Warren Calls On Buttigieg to Disclose His McKinsey Clients

Misyrlena Egkolfopoulou

(Bloomberg) -- Senator Elizabeth Warren called on her Democratic rival Pete Buttigieg to disclose the names of his consulting clients while working at McKinsey & Co. and “open the doors” of his fundraisers to the press.

Speaking to reporters at a Democratic National Committee fundraiser in Boston on Thursday, Warren also urged Buttigieg to release more details about the financing of his campaign.
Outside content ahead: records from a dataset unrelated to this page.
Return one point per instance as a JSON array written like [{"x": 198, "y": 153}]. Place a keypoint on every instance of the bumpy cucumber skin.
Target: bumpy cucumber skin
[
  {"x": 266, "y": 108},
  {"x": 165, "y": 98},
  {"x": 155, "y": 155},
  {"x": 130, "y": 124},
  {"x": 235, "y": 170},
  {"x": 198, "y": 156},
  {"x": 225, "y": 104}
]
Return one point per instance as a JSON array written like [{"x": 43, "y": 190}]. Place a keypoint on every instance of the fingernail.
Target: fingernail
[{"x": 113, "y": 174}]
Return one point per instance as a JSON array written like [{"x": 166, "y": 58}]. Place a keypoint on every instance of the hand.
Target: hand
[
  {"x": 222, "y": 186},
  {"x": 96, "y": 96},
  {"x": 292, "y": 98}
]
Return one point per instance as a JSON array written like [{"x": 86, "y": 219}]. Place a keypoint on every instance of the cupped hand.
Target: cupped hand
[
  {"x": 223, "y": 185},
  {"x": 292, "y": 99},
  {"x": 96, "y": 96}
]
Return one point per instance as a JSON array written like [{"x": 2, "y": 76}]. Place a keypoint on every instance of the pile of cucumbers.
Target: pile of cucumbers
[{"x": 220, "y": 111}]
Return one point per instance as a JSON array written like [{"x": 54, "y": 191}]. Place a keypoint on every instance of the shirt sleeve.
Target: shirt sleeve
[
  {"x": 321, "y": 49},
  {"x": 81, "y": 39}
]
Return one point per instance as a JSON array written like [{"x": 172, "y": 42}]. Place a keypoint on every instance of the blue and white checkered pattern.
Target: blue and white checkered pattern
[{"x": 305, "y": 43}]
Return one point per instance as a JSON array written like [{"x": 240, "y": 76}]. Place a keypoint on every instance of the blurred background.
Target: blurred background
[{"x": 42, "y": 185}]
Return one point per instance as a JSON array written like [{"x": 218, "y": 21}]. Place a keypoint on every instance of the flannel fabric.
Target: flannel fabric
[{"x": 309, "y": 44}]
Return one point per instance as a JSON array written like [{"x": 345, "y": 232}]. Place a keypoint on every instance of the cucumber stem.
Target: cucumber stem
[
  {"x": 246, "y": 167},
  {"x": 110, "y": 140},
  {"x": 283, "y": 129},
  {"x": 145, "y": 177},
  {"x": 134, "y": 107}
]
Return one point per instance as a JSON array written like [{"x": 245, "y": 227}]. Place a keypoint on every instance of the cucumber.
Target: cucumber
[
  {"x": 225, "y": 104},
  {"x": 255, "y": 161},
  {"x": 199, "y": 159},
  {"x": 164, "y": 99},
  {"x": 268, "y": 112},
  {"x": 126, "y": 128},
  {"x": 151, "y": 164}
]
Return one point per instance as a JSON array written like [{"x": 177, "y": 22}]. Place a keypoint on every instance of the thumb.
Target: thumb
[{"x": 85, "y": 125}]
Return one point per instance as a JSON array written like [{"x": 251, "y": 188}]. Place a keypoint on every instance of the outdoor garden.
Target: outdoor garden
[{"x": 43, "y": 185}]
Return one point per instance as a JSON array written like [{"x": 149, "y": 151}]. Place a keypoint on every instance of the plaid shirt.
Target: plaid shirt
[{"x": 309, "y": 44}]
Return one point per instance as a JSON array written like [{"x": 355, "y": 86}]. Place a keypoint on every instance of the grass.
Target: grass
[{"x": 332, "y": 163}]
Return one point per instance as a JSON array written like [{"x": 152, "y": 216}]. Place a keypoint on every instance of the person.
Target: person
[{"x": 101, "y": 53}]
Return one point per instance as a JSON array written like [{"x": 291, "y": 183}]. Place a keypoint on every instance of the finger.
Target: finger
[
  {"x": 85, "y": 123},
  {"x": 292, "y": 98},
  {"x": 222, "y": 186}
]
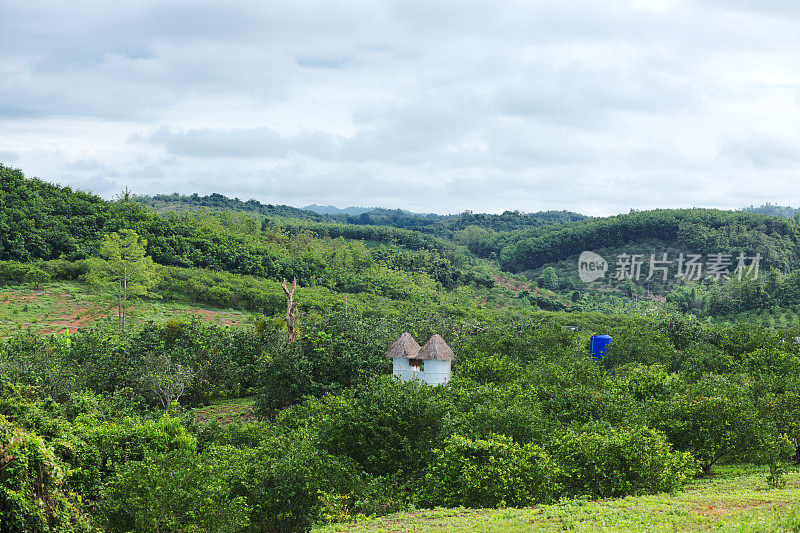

Buttigieg has moved into the top spot in many recent Iowa polls as Warren has slid.

“The mayor should be releasing who’s on his finance committee, who are the bundlers who are raising big money for him, who he’s given a title to and made promises to,” Warren said. “And he should open up the doors so that the press can follow the promises that he’s making in these big-dollar fundraisers.”

The Buttigieg campaign released the names of 23 bundlers for the first quarter to the Center for Public Integrity in April, but hasn’t made any disclosures since then.

While Buttigieg, the mayor of South Bend, Indiana, has raised money by holding fundraisers with donors from Wall Street and Silicon Valley, Warren has eschewed such events and relies on grassroots fundraising from mostly small-dollar donors.

Warren has largely shied away from criticizing other 2020 candidates by name, but she called on Buttigieg to release the clients he worked for as a consultant for McKinsey for nearly three years starting in 2007. Buttigieg says he signed a nondisclosure agreement when he left the firm in 2010, though he has released his tax returns covering his time there.

“I think that voters want to know about possible conflicts of interest,” Warren said.

Warren was responding to a question about an article published by the New York Times Editorial Board on Thursday that called on Buttigieg to release the names of his clients at McKinsey.

Warren, who worked in the private sector during her tenure as a law professor at Harvard, has released the names of clients that she defended as a bankruptcy lawyer, but not her tax returns. In response to her comments, the Buttigieg campaign demanded that Warren release them.

“If Elizabeth Warren wants to have a debate about transparency, she can start by opening up the doors to the decades of tax returns she’s hiding from her work as a corporate lawyer - often defending the types of corporate bad actors she now denounces,” Lis Smith, Buttigieg’s senior communications adviser, wrote on Twitter.

(Michael Bloomberg is also seeking the Democratic presidential nomination. Bloomberg is the founder and majority owner of Bloomberg LP, the parent company of Bloomberg News.)